Computer science shapes the scientific profile of TU Darmstadt. Scientists research the technological foundations necessary for digitisation. In national and international comparisons, the TU always holds top positions. One key to the success of computer science at TU Darmstadt is the excellent networking with application disciplines in engineering and the humanities, especially in the research field Information and Intelligence “I+I”.

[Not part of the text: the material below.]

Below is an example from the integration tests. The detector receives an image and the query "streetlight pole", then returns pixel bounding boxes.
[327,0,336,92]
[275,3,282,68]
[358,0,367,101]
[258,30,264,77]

Oskar von Stryk belongs to an illustrious circle. He is the top-ranked researcher from Germany on a list dominated by researchers from US universities. It includes scientists from top universities such as Harvard, Stanford, Carnegie Mellon, Yale, MIT and Berkeley.
Von Stryk heads the Simulation, Systems Optimization and Robotics Group at the TU's Department of Computer Science. He researches the development of rescue robots that can autonomously search for people in the event of disasters or accidents. The rescue robots developed by his team have won numerous awards. Since 2018, von Stryk has been working to build the German Rescue Robotics Centre. He is a member of the AI•DA (Artificial Intelligence at TU Darmstadt) research initiative and the Hessian Centre for Artificial Intelligence (hessian.ai).
Kristian Kersting is head of the Artificial Intelligence and Machine Learning Group at TU Darmstadt. He is a member of the Centre for Cognitive Science, the AI•DA research initiative and the ELLIS Unit Darmstadt, as well as the founding co-director of the Hessian Centre for Artificial Intelligence. Kersting is a fellow of various professional societies. In 2019, he recieved the German AI Award.
About Academic Influence
Academicinfluence.com says its mission is to provide objective, non-gameable rankings for people, institutions and disciplines in higher education. To do this, the platform draws on innovative technologies that use machine learning to measure the global influence of top international academics. Among other things, the artificial intelligence uses data sources such as Crossref and Wikipedia, examines links and semantic information and weights these findings against sources such as periodicals, scientific journals and global media.